Another EMRS poll has been released over the weekend in Tasmania, which reinforces the trend seen in a February poll towards record levels of support for the Tasmanian Greens.

While it appears that the full breakdown of results has not been published online (only appearing in the Examiner), the topline figures are:

  • 29 – Liberal
  • 22 – Greens
  • 21 – Labor
  • 2 – Others
  • 26 – Undecided

All EMRS polls are published with high levels of undecided voters, meaning that these numbers would be much higher once those are taken into account, and undecided voters usually favour the major parties over the Greens, particularly that major party with the best shot of majority government, although on the current numbers that doesn’t seem likely at all.

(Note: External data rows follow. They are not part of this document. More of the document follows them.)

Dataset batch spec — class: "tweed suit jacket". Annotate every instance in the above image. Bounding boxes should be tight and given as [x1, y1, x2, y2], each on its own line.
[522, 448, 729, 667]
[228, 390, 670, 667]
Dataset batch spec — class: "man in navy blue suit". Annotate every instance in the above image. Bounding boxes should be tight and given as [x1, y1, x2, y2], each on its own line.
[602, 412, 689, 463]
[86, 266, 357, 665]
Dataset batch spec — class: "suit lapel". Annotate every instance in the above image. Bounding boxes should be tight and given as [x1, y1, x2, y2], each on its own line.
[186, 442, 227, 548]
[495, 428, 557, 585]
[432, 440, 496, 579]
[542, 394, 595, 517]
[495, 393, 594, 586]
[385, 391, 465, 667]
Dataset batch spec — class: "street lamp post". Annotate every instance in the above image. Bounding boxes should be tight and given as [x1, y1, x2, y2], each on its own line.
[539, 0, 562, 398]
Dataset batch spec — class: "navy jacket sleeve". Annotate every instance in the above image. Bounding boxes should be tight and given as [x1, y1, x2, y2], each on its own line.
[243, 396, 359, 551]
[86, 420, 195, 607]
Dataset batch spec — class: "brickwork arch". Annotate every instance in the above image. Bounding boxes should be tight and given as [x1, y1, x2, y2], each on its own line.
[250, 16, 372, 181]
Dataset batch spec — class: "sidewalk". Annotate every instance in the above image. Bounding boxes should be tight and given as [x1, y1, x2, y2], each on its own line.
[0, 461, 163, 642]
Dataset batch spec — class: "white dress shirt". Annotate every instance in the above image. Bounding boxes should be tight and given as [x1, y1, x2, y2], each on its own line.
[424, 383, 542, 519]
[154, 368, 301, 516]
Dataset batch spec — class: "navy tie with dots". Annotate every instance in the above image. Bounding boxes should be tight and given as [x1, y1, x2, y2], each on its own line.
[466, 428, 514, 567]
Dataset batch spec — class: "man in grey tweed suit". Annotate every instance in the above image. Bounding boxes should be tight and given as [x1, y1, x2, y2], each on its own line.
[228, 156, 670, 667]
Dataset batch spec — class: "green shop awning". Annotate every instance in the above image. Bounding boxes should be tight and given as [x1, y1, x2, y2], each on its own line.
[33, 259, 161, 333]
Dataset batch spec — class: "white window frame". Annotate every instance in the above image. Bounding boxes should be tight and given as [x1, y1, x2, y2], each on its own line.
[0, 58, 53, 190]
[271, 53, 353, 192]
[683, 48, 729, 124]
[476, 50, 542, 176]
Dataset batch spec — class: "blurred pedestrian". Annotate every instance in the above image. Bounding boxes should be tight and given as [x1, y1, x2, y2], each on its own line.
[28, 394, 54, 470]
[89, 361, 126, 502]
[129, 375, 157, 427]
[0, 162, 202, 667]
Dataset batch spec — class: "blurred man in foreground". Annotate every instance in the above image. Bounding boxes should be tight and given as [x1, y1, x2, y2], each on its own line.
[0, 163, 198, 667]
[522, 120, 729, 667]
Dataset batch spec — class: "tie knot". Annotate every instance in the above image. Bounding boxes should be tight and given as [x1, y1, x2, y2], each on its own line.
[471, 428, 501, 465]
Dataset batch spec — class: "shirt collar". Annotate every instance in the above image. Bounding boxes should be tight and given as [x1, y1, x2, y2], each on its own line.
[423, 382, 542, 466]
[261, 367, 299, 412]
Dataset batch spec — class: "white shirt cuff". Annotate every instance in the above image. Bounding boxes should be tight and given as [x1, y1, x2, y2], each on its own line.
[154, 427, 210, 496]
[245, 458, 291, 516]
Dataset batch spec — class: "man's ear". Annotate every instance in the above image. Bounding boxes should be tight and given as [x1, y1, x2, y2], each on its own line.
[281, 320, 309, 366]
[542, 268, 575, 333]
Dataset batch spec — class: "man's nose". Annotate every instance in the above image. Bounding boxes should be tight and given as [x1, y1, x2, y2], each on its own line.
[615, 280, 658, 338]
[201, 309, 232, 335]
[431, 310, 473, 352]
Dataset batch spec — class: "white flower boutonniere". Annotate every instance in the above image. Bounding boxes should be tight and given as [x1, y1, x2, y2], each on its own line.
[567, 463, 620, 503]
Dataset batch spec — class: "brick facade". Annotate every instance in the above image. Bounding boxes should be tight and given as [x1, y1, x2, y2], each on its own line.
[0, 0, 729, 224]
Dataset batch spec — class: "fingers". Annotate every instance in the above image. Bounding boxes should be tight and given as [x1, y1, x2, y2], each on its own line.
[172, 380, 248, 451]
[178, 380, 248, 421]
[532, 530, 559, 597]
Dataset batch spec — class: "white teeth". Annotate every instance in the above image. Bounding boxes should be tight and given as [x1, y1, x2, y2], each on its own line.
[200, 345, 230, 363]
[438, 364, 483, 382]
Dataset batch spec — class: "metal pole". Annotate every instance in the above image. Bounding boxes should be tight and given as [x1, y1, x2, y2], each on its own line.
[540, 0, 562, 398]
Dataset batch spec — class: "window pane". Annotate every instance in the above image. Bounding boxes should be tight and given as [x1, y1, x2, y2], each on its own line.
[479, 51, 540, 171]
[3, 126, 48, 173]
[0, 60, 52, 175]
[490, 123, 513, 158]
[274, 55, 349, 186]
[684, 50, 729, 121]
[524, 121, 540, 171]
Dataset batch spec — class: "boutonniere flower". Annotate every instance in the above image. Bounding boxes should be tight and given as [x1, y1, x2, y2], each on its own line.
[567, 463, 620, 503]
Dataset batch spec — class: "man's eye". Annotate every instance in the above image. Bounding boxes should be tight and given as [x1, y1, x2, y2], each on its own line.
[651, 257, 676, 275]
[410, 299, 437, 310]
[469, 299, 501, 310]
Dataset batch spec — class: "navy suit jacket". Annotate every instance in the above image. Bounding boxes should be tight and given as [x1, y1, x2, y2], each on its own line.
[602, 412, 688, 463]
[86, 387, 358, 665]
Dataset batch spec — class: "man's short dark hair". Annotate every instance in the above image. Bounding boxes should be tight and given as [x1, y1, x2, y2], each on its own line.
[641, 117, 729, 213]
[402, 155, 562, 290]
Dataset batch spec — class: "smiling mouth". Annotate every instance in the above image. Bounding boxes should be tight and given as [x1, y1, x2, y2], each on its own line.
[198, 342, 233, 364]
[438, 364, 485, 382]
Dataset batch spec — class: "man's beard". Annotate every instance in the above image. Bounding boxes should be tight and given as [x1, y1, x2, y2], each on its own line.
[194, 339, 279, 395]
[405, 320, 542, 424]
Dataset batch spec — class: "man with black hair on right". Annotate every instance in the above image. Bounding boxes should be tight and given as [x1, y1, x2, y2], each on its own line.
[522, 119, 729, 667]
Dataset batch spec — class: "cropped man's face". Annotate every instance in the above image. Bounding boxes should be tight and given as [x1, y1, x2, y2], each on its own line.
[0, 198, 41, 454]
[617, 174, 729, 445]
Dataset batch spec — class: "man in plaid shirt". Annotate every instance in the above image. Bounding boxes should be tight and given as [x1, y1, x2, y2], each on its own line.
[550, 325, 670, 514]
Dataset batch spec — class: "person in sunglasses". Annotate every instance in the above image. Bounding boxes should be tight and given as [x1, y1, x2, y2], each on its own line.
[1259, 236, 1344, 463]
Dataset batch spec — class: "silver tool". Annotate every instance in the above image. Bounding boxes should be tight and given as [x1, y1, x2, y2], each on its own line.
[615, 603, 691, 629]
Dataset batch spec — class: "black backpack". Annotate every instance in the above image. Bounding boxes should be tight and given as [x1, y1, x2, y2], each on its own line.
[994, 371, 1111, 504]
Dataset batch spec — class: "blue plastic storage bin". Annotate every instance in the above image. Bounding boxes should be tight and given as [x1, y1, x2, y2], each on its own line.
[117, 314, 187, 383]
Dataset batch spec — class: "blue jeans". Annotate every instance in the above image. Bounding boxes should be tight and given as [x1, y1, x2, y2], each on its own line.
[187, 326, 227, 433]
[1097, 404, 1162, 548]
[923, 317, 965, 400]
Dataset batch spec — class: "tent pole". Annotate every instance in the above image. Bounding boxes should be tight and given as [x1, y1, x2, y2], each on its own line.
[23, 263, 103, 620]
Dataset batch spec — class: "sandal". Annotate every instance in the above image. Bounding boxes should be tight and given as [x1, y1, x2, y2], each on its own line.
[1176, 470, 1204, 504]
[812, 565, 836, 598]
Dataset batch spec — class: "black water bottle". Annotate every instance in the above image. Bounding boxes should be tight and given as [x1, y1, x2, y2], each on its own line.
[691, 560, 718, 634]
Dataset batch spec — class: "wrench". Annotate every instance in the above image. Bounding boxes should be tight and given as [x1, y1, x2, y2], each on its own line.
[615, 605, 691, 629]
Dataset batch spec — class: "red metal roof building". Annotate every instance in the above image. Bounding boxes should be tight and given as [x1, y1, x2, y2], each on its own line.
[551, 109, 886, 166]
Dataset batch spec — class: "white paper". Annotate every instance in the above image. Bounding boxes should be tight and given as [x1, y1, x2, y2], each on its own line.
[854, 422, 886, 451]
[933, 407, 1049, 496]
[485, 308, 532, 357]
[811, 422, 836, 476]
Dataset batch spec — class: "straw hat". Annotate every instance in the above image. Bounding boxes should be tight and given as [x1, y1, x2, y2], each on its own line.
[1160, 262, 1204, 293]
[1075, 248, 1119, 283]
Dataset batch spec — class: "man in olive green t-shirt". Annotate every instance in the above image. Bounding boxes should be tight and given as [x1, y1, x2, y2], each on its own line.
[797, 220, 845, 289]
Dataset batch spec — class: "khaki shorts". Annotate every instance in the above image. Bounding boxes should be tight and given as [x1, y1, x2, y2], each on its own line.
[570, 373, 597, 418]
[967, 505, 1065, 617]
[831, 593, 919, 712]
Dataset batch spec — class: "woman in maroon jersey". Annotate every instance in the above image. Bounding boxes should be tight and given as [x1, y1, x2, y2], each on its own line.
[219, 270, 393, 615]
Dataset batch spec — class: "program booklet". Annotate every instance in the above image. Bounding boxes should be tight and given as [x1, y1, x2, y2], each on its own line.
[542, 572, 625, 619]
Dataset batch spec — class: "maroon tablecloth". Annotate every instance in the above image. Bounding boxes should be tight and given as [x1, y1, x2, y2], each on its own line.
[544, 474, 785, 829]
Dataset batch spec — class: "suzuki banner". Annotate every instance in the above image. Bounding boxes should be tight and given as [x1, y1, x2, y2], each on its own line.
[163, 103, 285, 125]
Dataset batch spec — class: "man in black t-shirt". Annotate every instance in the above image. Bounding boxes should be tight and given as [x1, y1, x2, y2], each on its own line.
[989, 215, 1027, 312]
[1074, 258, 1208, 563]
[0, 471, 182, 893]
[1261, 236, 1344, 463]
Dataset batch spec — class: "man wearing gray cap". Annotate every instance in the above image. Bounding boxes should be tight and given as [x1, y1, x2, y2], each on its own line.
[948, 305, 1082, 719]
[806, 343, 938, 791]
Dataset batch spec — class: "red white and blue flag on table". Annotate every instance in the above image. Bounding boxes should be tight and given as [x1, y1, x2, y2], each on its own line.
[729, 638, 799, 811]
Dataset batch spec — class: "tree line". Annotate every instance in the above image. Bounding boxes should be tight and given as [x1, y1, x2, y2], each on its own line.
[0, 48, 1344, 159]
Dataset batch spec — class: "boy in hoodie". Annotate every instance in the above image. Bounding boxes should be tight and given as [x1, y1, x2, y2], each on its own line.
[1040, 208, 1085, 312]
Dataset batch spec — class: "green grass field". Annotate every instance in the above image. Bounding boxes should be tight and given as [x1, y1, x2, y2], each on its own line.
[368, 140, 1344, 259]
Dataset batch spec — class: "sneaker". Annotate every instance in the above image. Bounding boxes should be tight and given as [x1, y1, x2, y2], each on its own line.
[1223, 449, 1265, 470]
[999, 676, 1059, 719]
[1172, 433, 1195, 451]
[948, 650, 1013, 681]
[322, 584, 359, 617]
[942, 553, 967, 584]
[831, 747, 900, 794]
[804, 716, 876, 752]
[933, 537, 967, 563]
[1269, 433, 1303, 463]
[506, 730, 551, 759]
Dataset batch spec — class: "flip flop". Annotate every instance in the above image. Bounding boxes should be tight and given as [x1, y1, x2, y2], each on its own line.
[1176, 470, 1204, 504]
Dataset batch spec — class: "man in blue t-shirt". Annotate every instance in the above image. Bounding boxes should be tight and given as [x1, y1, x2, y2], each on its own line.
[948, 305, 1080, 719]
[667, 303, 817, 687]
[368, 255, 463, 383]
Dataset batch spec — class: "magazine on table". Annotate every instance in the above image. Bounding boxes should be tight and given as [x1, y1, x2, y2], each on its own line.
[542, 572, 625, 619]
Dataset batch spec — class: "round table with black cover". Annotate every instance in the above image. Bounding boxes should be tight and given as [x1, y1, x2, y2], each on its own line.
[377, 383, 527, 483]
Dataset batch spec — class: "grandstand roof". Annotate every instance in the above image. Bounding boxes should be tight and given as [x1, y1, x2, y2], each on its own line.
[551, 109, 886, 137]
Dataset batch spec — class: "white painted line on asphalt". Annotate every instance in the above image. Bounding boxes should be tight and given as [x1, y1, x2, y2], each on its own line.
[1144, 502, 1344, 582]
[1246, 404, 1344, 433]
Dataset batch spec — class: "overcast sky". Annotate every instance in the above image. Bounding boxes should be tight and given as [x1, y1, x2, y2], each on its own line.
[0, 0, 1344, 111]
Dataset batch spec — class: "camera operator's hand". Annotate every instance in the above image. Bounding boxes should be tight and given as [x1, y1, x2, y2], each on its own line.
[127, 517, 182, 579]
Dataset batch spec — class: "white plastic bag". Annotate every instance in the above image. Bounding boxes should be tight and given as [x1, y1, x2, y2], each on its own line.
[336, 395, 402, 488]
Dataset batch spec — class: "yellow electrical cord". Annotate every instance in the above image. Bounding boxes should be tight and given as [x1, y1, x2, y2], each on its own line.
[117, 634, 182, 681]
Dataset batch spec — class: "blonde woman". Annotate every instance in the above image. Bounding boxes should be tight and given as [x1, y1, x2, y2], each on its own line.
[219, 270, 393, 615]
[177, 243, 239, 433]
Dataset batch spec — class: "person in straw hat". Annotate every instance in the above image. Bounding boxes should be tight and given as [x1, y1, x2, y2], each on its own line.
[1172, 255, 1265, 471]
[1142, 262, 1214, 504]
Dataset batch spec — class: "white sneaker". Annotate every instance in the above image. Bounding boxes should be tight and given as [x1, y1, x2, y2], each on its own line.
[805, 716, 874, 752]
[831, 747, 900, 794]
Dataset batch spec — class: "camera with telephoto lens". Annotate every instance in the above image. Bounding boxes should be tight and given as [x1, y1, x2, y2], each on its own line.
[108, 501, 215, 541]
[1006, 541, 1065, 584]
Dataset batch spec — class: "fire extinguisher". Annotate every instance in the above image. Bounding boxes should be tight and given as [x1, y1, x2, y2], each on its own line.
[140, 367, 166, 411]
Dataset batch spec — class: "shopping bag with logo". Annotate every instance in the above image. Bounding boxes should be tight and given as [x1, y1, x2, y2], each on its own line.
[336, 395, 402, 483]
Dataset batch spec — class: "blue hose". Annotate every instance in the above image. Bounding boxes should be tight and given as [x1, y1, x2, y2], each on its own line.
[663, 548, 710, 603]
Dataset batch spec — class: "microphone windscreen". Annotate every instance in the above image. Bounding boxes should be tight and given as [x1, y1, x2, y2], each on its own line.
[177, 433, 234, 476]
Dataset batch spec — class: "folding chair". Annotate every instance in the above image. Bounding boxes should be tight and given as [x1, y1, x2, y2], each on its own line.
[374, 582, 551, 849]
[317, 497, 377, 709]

The poll also broke down votes according to each electorate. Samples are usually too small to take them seriously, although much has been made of the Denison poll predicting that Scott Bacon, son of the former premier, would possibly take the only ALP seat, beating out Premier David Bartlett and ministers Lisa Singh and Graeme Sturges, showing the importance of name recognition in Tasmanian politics.

Since the last two polls were very similar, Tasmanian psephologist Kevin Bonham has combined the electorate breakdowns to produce a more solid sample. These figures suggest that the Greens are solidly on track to win 6 seats (one in every district and two in Denison) and even outpolling the ALP in Franklin, which could suggest Adam Burling would have an outside chance of winning a second Greens seat in Franklin, although he doesn’t have a high profile.

In other news, four former premiers (two Labor, two Liberal) have come out to warn Tasmanians against a minority government, although at this point it doesn’t seem clear how Tasmanians could vote to avoid a hung parliament. Peter Tucker has commented on this panic-stricken move at his Tasmanian Politics blog.

Update: William Bowe has managed to track down more information about this elusive poll over at Poll Bludger. After including “leaners” the figures come out as:

  • 30 – Liberal
  • 23 – Labor
  • 22 – Greens
  • “almost a quarter” undecided

Which he interprets as 39 Liberal, 30 Labor, 29 Greens. Compared to the February poll, this has the undecided vote up a large amount (from 13% to 23-4%), with Liberals down four, Labor down four, and the Greens down two.